Venía la reprimenda, el castigo; y luego, más suave que nunca, aquella mano larga, pálida, casi transparente de la solterona me iba enseñando con una santa paciencia a conocer las letras que yo distinguía por un método especial: la A, el hombre con las piernas abiertas —y evocaba mentalmente al señor Ramón María cuando entraba “enfermo” de la calle—; la O, al señor gordo —pensaba en el papá de Totón—; la Y griega, una horqueta —como la de la china que tenía oculta—; la I latina, la mujer flaca —y se me ocurría de un modo irremediable la figura alta y desmirriada de la Señorita…—. Así conocí la Ñ, un tren con su penacho de humo; la P, el hombre con el fardo; y la S el tullido que mendigaba los domingos a la puerta de la iglesia.
Comuniqué a los otros mis mejoras al método de saber las letras, y Marta —¡como siempre! — me denunció:
— ¡Señorita, el niño nuevo dice que usted y es la I latina!

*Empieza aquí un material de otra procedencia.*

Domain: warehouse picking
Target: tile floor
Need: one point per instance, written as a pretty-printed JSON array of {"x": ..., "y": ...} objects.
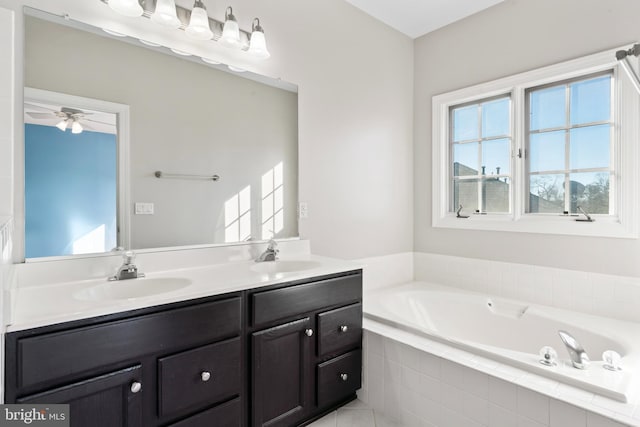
[{"x": 354, "y": 414}]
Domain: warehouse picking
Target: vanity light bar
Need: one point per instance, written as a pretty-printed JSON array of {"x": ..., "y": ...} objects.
[{"x": 184, "y": 16}]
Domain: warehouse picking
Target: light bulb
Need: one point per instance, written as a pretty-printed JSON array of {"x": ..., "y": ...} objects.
[
  {"x": 231, "y": 30},
  {"x": 62, "y": 125},
  {"x": 129, "y": 8},
  {"x": 198, "y": 28},
  {"x": 76, "y": 127},
  {"x": 258, "y": 44},
  {"x": 165, "y": 14}
]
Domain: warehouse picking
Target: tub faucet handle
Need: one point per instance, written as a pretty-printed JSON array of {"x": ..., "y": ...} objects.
[{"x": 611, "y": 360}]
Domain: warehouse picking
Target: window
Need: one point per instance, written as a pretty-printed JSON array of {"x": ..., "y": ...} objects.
[
  {"x": 531, "y": 152},
  {"x": 570, "y": 139},
  {"x": 480, "y": 148}
]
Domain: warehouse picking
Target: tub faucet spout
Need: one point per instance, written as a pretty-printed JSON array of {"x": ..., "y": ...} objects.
[{"x": 579, "y": 357}]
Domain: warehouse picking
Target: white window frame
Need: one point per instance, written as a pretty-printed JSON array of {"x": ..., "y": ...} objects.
[{"x": 626, "y": 160}]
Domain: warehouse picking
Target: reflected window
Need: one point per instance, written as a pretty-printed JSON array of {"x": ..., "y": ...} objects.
[
  {"x": 237, "y": 216},
  {"x": 273, "y": 201},
  {"x": 70, "y": 180},
  {"x": 570, "y": 137}
]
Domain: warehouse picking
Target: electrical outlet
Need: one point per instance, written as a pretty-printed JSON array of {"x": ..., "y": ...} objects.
[
  {"x": 143, "y": 208},
  {"x": 303, "y": 210}
]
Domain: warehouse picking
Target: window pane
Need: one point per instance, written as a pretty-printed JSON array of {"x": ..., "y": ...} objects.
[
  {"x": 465, "y": 123},
  {"x": 465, "y": 193},
  {"x": 496, "y": 195},
  {"x": 546, "y": 151},
  {"x": 495, "y": 118},
  {"x": 590, "y": 190},
  {"x": 465, "y": 159},
  {"x": 591, "y": 100},
  {"x": 546, "y": 193},
  {"x": 547, "y": 108},
  {"x": 590, "y": 147},
  {"x": 496, "y": 156}
]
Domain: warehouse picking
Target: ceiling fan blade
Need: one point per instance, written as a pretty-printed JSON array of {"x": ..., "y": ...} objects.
[
  {"x": 87, "y": 126},
  {"x": 37, "y": 107},
  {"x": 98, "y": 121},
  {"x": 41, "y": 115}
]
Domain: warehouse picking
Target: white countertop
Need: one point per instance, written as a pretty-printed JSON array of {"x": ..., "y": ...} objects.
[{"x": 43, "y": 305}]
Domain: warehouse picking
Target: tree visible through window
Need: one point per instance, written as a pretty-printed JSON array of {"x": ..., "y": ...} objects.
[{"x": 569, "y": 130}]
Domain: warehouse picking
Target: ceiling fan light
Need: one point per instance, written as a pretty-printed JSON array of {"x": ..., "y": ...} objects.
[
  {"x": 231, "y": 30},
  {"x": 129, "y": 8},
  {"x": 62, "y": 125},
  {"x": 165, "y": 14},
  {"x": 198, "y": 28},
  {"x": 76, "y": 127}
]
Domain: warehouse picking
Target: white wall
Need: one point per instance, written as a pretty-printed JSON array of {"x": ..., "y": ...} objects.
[
  {"x": 512, "y": 37},
  {"x": 355, "y": 80}
]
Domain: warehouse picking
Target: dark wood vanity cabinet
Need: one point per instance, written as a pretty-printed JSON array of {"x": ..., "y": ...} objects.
[
  {"x": 144, "y": 368},
  {"x": 305, "y": 349},
  {"x": 279, "y": 356}
]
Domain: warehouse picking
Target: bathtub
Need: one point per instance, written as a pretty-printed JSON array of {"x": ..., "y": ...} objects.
[{"x": 513, "y": 332}]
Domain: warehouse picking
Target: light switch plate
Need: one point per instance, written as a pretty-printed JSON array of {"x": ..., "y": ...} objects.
[
  {"x": 143, "y": 208},
  {"x": 303, "y": 210}
]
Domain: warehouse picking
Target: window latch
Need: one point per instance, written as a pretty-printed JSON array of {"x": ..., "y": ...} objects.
[{"x": 458, "y": 213}]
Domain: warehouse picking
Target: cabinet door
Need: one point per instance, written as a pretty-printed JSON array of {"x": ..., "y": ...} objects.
[
  {"x": 106, "y": 401},
  {"x": 282, "y": 386}
]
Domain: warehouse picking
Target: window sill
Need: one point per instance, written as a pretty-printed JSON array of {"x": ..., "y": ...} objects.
[{"x": 561, "y": 225}]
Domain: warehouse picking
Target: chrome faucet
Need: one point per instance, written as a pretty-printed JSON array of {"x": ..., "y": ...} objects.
[
  {"x": 579, "y": 357},
  {"x": 270, "y": 254},
  {"x": 128, "y": 269}
]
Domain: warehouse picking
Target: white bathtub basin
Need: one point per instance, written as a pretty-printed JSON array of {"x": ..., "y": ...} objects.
[
  {"x": 130, "y": 289},
  {"x": 514, "y": 332}
]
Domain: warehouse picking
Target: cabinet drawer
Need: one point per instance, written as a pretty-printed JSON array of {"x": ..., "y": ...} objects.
[
  {"x": 340, "y": 377},
  {"x": 105, "y": 401},
  {"x": 225, "y": 415},
  {"x": 281, "y": 303},
  {"x": 183, "y": 381},
  {"x": 76, "y": 352},
  {"x": 339, "y": 329}
]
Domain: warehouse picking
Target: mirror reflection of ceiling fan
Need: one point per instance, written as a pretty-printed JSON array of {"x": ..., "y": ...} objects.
[{"x": 66, "y": 118}]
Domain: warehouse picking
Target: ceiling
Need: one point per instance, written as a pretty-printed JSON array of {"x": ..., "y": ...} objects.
[{"x": 418, "y": 17}]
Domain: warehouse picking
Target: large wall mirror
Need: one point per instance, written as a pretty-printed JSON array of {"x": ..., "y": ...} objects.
[{"x": 225, "y": 146}]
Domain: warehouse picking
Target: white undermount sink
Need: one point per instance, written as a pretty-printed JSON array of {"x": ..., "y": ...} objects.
[
  {"x": 132, "y": 288},
  {"x": 272, "y": 267}
]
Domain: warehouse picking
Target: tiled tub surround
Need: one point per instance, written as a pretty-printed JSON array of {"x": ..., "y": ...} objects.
[
  {"x": 429, "y": 384},
  {"x": 47, "y": 292},
  {"x": 419, "y": 381},
  {"x": 513, "y": 332}
]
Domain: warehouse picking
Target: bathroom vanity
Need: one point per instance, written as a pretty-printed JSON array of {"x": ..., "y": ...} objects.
[{"x": 277, "y": 355}]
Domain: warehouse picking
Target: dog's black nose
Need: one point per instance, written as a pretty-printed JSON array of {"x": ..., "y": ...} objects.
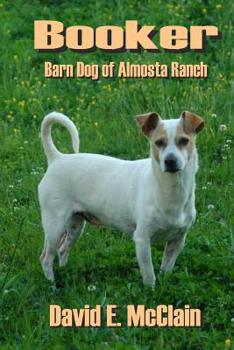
[{"x": 171, "y": 163}]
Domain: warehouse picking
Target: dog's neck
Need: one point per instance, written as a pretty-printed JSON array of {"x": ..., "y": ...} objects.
[{"x": 176, "y": 186}]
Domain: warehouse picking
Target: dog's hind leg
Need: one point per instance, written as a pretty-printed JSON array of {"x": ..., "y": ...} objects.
[
  {"x": 54, "y": 230},
  {"x": 171, "y": 252},
  {"x": 74, "y": 230}
]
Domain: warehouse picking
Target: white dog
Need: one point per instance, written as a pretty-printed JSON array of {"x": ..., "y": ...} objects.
[{"x": 151, "y": 199}]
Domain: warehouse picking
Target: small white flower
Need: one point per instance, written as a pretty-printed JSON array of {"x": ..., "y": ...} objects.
[
  {"x": 222, "y": 127},
  {"x": 91, "y": 288}
]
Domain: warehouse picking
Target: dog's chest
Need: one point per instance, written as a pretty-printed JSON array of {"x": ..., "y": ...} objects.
[{"x": 170, "y": 224}]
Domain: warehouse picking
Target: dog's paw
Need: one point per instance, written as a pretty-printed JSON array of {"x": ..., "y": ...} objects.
[
  {"x": 149, "y": 281},
  {"x": 63, "y": 257}
]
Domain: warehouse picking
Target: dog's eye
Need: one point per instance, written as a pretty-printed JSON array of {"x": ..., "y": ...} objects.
[
  {"x": 160, "y": 143},
  {"x": 183, "y": 141}
]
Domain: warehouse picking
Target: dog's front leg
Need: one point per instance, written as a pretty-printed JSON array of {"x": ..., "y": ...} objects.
[
  {"x": 171, "y": 252},
  {"x": 143, "y": 253}
]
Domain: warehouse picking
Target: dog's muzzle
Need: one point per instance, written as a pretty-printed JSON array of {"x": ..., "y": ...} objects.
[{"x": 171, "y": 165}]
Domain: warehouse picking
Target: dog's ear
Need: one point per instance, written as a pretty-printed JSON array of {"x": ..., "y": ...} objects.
[
  {"x": 148, "y": 122},
  {"x": 192, "y": 122}
]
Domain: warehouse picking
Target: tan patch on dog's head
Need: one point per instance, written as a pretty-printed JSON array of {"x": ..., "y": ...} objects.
[
  {"x": 182, "y": 136},
  {"x": 187, "y": 129},
  {"x": 153, "y": 128},
  {"x": 148, "y": 122},
  {"x": 159, "y": 140},
  {"x": 192, "y": 123}
]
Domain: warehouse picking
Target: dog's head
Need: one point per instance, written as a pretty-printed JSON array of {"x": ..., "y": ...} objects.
[{"x": 173, "y": 140}]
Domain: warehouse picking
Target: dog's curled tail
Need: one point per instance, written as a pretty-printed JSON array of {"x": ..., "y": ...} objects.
[{"x": 50, "y": 150}]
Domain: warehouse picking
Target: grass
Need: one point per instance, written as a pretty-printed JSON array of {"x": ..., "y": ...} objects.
[{"x": 103, "y": 111}]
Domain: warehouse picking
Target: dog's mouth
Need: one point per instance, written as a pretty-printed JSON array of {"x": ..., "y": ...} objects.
[{"x": 172, "y": 170}]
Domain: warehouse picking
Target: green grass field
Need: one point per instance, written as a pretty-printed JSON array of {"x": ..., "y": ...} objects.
[{"x": 104, "y": 113}]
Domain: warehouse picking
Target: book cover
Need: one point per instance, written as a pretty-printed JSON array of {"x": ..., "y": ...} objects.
[{"x": 116, "y": 175}]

Me miró gravemente y dijo sin ira, sin reproche siquiera, con una amargura temblorosa en la voz, queriendo hacer sonrisa la mueca en sus labios descoloridos:
— ¡Si la I latina es la más desgraciada de las letras…, puede ser.

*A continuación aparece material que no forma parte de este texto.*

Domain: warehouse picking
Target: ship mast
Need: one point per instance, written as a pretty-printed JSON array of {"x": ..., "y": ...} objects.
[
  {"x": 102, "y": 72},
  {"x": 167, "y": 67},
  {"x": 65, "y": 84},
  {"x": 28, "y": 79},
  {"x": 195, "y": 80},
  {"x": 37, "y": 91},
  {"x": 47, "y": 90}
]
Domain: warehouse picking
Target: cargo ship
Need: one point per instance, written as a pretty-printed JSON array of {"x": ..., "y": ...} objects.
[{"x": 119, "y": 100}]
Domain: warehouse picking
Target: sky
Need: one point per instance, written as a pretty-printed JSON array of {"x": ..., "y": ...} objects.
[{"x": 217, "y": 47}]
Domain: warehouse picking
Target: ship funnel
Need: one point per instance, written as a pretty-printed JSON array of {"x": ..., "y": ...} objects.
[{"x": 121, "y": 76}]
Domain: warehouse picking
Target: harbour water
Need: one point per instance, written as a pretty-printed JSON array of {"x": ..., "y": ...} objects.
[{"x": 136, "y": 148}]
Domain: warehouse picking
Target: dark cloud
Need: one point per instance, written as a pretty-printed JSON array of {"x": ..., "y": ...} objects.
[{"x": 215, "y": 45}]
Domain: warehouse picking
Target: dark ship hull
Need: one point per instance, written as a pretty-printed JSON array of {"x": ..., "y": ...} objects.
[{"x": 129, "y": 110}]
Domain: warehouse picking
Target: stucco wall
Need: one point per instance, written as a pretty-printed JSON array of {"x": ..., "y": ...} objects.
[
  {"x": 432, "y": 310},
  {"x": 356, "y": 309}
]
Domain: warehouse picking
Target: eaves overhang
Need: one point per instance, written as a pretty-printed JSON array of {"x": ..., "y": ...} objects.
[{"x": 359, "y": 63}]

Yo estaba avergonzado; tenía ganas de llorar. Desde ese día cada vez que pasaba el puntero sobre aquella letra, sin saber por qué, me invadía un oscuro remordimiento.
V
Una tarde, a las dos, el señor Ramón María entró más “enfermo” que de costumbre, con el saco sucio de la cal de las paredes. Cuando ella fue a tomarle del brazo, recibió un empellón yendo a golpear con la frente un ángulo del tinajero. Echamos a reír; y ella, sin hacernos caso, siguió detrás con la mano en la cabeza… Todavía reíamos, cuando una de las niñas, que se había inclinado a palpar una mancha oscura en los ladrillos, alzó el dedito teñido de rojo:
— ¡Miren, miren: le sacó sangre!
Quedamos de pronto serios, muy pálidos, con los ojos muy abiertos.

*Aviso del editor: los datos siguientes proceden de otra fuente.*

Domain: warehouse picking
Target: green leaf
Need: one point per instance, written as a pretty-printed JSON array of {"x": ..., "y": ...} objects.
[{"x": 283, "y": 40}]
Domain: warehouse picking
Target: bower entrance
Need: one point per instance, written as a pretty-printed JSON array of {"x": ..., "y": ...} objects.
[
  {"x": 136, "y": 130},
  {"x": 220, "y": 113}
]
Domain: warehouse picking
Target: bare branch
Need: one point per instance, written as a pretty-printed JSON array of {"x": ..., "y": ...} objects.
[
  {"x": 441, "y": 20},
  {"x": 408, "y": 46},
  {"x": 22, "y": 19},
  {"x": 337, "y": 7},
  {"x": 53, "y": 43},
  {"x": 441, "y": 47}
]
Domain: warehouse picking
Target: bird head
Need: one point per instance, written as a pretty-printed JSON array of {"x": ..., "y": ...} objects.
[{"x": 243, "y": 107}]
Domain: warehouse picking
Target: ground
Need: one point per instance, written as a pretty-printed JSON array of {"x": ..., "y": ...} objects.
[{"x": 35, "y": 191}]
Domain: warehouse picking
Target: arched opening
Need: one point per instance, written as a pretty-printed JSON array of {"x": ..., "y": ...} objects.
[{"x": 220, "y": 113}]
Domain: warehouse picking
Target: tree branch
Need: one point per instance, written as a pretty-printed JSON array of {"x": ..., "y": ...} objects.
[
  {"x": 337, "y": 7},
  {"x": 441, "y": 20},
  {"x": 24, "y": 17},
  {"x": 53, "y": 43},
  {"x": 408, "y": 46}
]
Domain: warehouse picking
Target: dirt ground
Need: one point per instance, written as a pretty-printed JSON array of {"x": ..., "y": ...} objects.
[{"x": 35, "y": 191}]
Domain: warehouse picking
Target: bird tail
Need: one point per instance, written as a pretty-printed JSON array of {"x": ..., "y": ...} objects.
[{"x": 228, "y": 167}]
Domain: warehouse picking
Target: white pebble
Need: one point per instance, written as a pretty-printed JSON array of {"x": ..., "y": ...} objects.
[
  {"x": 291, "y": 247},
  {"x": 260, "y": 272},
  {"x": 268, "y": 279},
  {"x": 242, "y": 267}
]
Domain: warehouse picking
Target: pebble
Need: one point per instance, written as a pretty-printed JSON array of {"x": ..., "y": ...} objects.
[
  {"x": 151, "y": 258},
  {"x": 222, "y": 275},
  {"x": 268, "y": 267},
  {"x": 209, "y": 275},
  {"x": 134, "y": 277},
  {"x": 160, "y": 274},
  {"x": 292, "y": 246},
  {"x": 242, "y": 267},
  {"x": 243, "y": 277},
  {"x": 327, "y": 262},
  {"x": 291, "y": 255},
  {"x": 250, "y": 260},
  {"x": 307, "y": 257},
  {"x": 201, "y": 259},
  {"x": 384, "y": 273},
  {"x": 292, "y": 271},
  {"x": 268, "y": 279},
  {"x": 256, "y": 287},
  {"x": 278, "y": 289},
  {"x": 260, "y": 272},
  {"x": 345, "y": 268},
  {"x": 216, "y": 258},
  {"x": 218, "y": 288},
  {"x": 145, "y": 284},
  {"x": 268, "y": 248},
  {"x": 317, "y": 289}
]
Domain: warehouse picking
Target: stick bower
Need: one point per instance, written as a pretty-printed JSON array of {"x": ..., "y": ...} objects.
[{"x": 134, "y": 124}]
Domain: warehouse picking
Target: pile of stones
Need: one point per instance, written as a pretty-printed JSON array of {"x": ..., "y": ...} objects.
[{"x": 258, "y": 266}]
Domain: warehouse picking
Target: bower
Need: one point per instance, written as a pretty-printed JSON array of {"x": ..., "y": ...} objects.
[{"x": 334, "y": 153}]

Yo lo referí en casa y me prohibieron, severamente, que lo repitiese. Pero días después, visitando la escuela el señor inspector, un viejecito pulcro, vestido de negro, le preguntó delante de nosotros al verle la sien vendada:
— ¿Cómo que sufrió algún golpe, hija?
Vivamente, con un rubor débil como la llama de una vela, repuso azorada:
— No señor, que me tropecé…
— ¡Mentira, señor inspector, mentira! —protesté rebelándome de un modo brusco, instintivo, ante aquel angustioso disimulo— fue su hermano, el señor Ramón María que la empujó, así… contra la pared… —y expresivamente le pegué un empujón formidable al anciano.
— Sí, niño, ya sé… —masculló trastumbándose.
Dijo luego algo más entre dientes; estuvo unos instantes y se marchó.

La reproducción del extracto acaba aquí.